Although the significance of drug reactions in the dopamine group is
not clearly established due to lack of cardiac monitoring in the
no-dopamine group, dopamine therapy is not without complications.
Infection is a major cause of
morbidity and mortality in the neutropenic patient. Due to aggressive
myelosuppressive and myeloablative regimens, leukemia and bone marrow
transplant (BMT) patients are at significant risk for the development
of fungal infections secondary to prolonged periods of neutropenia. The
fungal pathogens most commonly encountered are Candida and
Aspergillus species. However, increasing in frequency are
some relatively resistant pathogens, including Candida
(Torulopsis) glabrata and Candida
kruseii. Trichosporon and Fusarium species
are rarely documented pathogens (9).
To date, amphotericin B remains the antifungal drug of choice for
treatment of systemic or disseminated Candida or
Aspergillus fungal infections in neutropenic patients.
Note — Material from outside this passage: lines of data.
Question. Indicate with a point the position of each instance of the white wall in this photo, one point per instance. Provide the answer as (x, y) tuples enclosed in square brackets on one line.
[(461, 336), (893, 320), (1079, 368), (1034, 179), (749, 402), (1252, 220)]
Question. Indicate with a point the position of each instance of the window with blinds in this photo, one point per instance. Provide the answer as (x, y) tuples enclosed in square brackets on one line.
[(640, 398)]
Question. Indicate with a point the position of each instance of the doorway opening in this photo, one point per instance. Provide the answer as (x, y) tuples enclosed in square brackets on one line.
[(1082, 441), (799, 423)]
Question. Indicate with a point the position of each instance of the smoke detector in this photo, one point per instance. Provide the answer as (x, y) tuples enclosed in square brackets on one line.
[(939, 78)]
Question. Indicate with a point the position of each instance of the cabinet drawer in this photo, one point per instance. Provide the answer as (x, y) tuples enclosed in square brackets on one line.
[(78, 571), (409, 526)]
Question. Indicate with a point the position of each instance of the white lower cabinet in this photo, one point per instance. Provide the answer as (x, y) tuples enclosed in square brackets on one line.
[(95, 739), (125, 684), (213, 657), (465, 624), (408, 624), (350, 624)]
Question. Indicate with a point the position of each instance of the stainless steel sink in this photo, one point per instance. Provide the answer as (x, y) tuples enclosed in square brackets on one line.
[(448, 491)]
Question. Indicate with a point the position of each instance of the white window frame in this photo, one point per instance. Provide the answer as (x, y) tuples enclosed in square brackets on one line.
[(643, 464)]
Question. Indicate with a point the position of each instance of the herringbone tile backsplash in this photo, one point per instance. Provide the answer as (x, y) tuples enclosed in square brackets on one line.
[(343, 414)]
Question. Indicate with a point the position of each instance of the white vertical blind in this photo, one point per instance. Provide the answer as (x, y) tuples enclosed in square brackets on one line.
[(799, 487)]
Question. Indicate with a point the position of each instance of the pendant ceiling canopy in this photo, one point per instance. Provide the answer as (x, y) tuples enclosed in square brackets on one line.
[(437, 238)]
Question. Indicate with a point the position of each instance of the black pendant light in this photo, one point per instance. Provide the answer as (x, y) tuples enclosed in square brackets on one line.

Approximately 35 to 70% of leukemic and BMT patients at our
institution require amphotericin B therapy. The use of amphotericin B
is often limited or complicated by adverse effects, especially
nephrotoxicity. Greater than 80% of patients develop some degree of
nephrotoxicity while receiving amphotericin B, with the incidence
increasing with increasing age, cumulative dose greater than 5 g,
concomitant use of other nephrotoxins, and preexisting renal
dysfunction (8). A decrease in glomerular filtration rate by
40% may be observed within 2 weeks after initiation of amphotericin B
therapy, with renal function usually stabilizing at 20 to 60% of
baseline and remaining at this level throughout the course of treatment
(7). Although renal function usually returns to baseline, a
severe insult may occur in some patients and the dysfunction may be
permanent (7). Deterioration of renal function may
necessitate premature or temporary discontinuation of the drug or a
dose reduction, leading to potential progression of infection or a
prolonged hospital course (2).
Several attempts have been made to minimize amphotericin B-induced
nephrotoxicity. One such intervention is the use of saline as a bolus
prior to and/or after amphotericin administration to minimize the
tubuloglomerular feedback system. Most of the information about the
effectiveness of saline is derived from animal studies, case reports,
retrospective studies, or prospective observational studies, and to
date, a prospective, randomized, placebo-controlled study assessing the
efficacy of saline loading is lacking (2-5, 11). Another
potential intervention to minimize amphotericin B-induced
nephrotoxicity is to increase renal blood flow and glomerular filtration rate. Dopamine, an endogenous catecholamine, when
administered in low doses (1 to 3 µg/kg/min), selectively dilates the
renal vasculature, induces natriuresis, and increases renal blood flow, glomerular filtration rate, and urine output (10). The
relative state of sodium and fluid restriction in BMT and leukemia
patients warrants the evaluation of dopamine as a renal-sparing agent
in this patient population. The objective of this study was to compare the efficacies of treatment with low-dose dopamine or no dopamine in
the prevention of nephrotoxicity associated with amphotericin B in
autologous BMT and leukemia patients.
Patients.
Autologous BMT and leukemia patients receiving
amphotericin B treatment following cytoreductive therapy were eligible
for enrollment if they were at least 18 years of age and had a serum creatinine (SCr) level less than or equal to 1.5 mg/dl. Patients were
excluded if they had received amphotericin B therapy within the
previous 3 weeks or were receiving dopamine therapy for renal perfusion
or blood pressure control (doses of >5 µg/kg/min) prior to the
initiation of amphotericin B treatment. All eligible patients were
required to sign a consent form prior to enrollment in the study in
accordance with the institution's investigational review board.
Study design.
This single-institution, prospective,
unblinded, controlled study randomly assigned patients to either a
group receiving continuous-infusion low-dose dopamine (3 µg/kg/min)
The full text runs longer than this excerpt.